Tillerson has already depleted the senior ranks of the Foreign Service and applications to join the U.S. diplomatic corps have fallen by a third, Gedan said.

"Now, Secretary Tillerson is attacking the middle ranks as well by reducing well-earned promotion opportunities," he added.

The numbers are shocking to some Foreign Service members, but the State Department says they don't tell the full story. A spokesperson said promotion rates go through cycles and they have been on a downward trend for last three or four years.

Indeed, the number of promotions to senior leadership levels dropped from 2014 to 2016, but it was not as dramatic as the past year.
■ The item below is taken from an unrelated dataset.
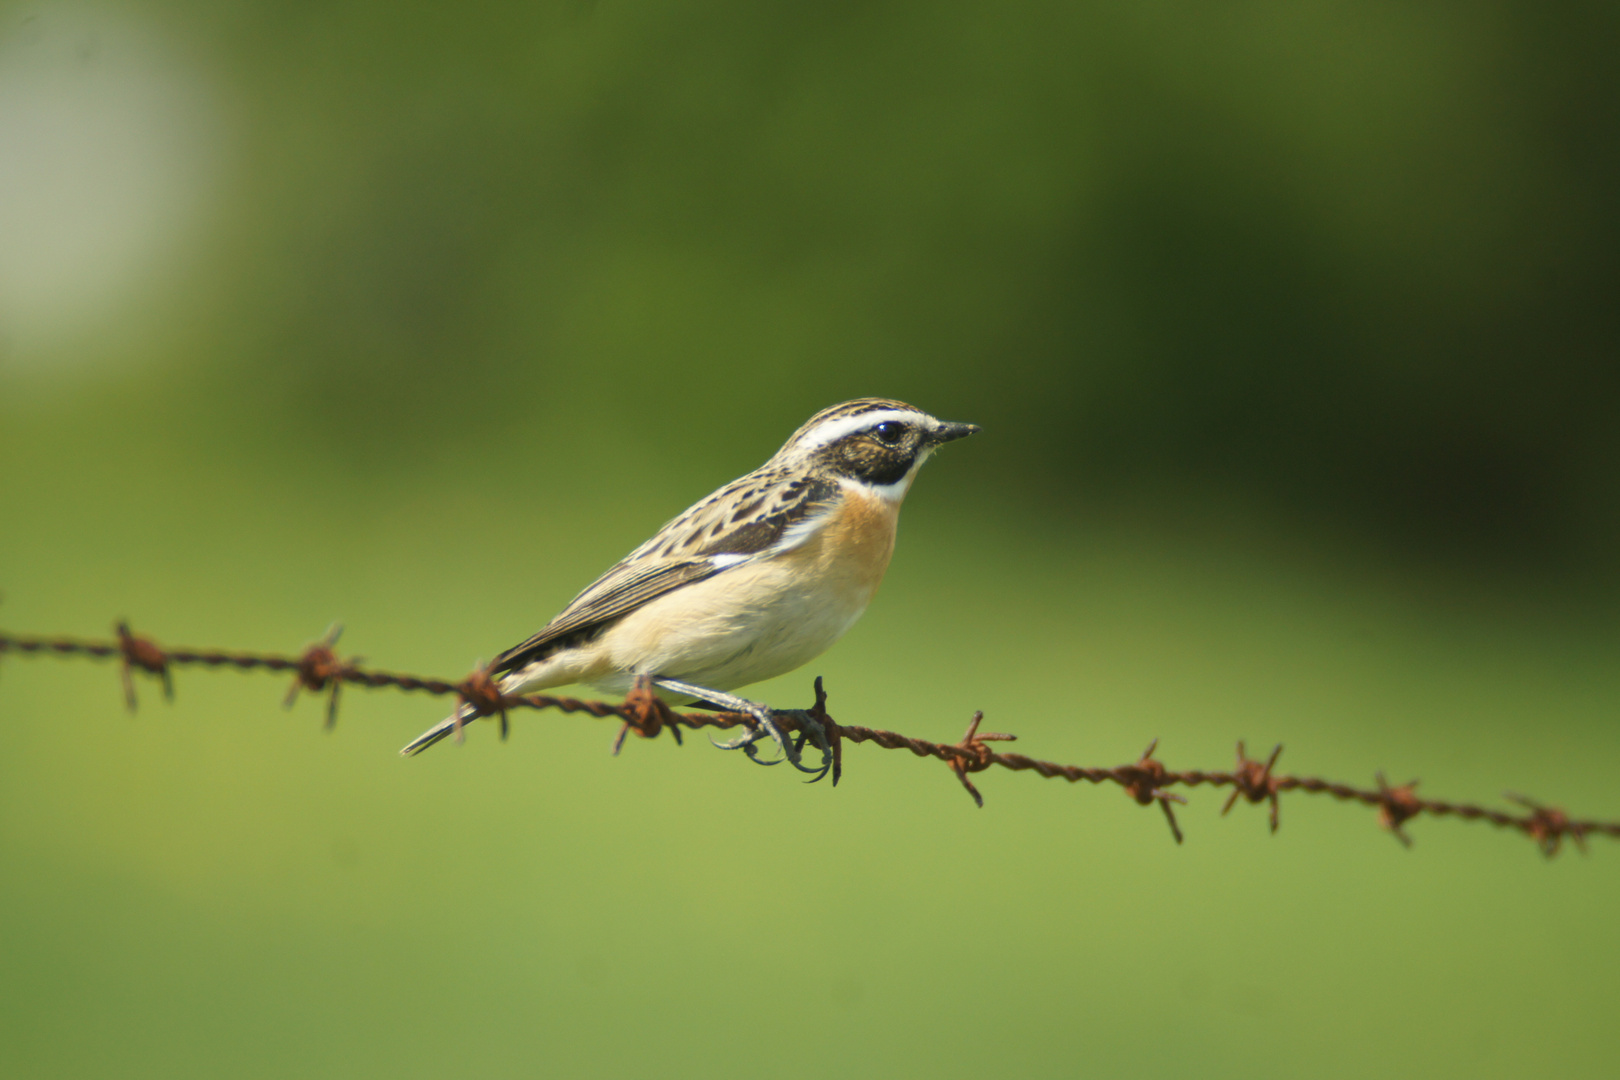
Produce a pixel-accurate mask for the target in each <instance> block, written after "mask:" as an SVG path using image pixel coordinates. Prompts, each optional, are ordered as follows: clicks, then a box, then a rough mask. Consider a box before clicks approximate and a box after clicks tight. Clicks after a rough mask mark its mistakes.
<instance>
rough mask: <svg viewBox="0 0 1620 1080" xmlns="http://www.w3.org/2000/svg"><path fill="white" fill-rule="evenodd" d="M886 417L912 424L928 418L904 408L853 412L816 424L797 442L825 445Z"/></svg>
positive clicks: (858, 430) (800, 444) (821, 446)
mask: <svg viewBox="0 0 1620 1080" xmlns="http://www.w3.org/2000/svg"><path fill="white" fill-rule="evenodd" d="M886 419H899V421H909V423H914V424H927V423H928V418H927V416H925V415H923V413H915V411H912V410H904V408H875V410H872V411H870V413H855V415H854V416H839V418H838V419H828V421H823V423H821V424H816V426H815V427H812V429H810V431H807V432H805V437H804V440H802V442H800V444H799V447H800V449H804V450H815V449H816V447H825V445H828V444H831V442H838V440H839V439H842V437H844V436H847V434H851V432H855V431H863V429H867V427H876V426H878V424H881V423H883V421H886Z"/></svg>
The number of higher-ranked minister counselors went down from 65 to 61 and the number of promotions to the counselor officer level position dropped from 104 to 91.

There are other reasons for the drops other than budget cutbacks or a desire to reduce the diplomatic corps. There are more candidates in the pipeline because of large hiring surges during the build up to wars in the Middle East under both the Bush administration, as part of the Diplomacy Readiness Initiative, and the Obama administration, as part of Diplomacy 3.0. There are still more foreign service "generalists" who are going out and having diplomatic meetings than there were at the end of the Bush's administration and much of Obama's first term.

Those who remain now find themselves competing for fewer of the higher-ranked positions, the State Department official said, although noting that "this past year's numbers, while lower than last year's, are largely within the historical range from the 1980s to present."

Nonetheless, Ambassador Barbara Stephenson, president of the AFSA, says the diplomatic corps is "being depleted at a dizzying speed."

In a column that will be published in next month's edition of the AFSA's Foreign Service Journal, Stephenson said the last time America reduced its diplomatic capacity so sharply was in the 1990s after the fall of the Berlin Wall and the end of the Cold War. At that time, though, she said the need for diplomacy didn't seem as urgent as threats to American security and interests were declining, emboldening Congress to cut State Department funding.

Even then, she concludes, those budget savings proved costly a decade later.

"History has shown how short-sighted those 1990s cuts were," Stephenson writes. "They ultimately produced the dire staffing shortages we faced a decade ago when we needed a deep bench of seasons Foreign Service leaders to staff the Iran and Afghanistan wars."

Last year, the Trump administration proposed a 30 percent cut to State Department and foreign operations. This year, the administration is proposing a 26 percent decrease to State Department and U.S. Agency for International Development.

Those proposals elicited some push back from lawmakers. The Senate Appropriations Committee has blasted the administration for requesting such a dramatic cut calling it a "doctrine of retreat."

"The lessons learned since September 11, 2001, include the reality that defense alone does not provide for American strength and resolve abroad," the committee wrote in a report. "Battlefield technology and firepower cannot replace diplomacy and development."

Foreign service officers say the United States can't afford to repeat the mistakes of the early 1990s.

"The world has a way of changing," said a veteran Foreign Service officer who served under multiple administrations, including the Trump administration.

"And if you don't bring us in, you don't have us when you need us," the official said. "And that is a problem."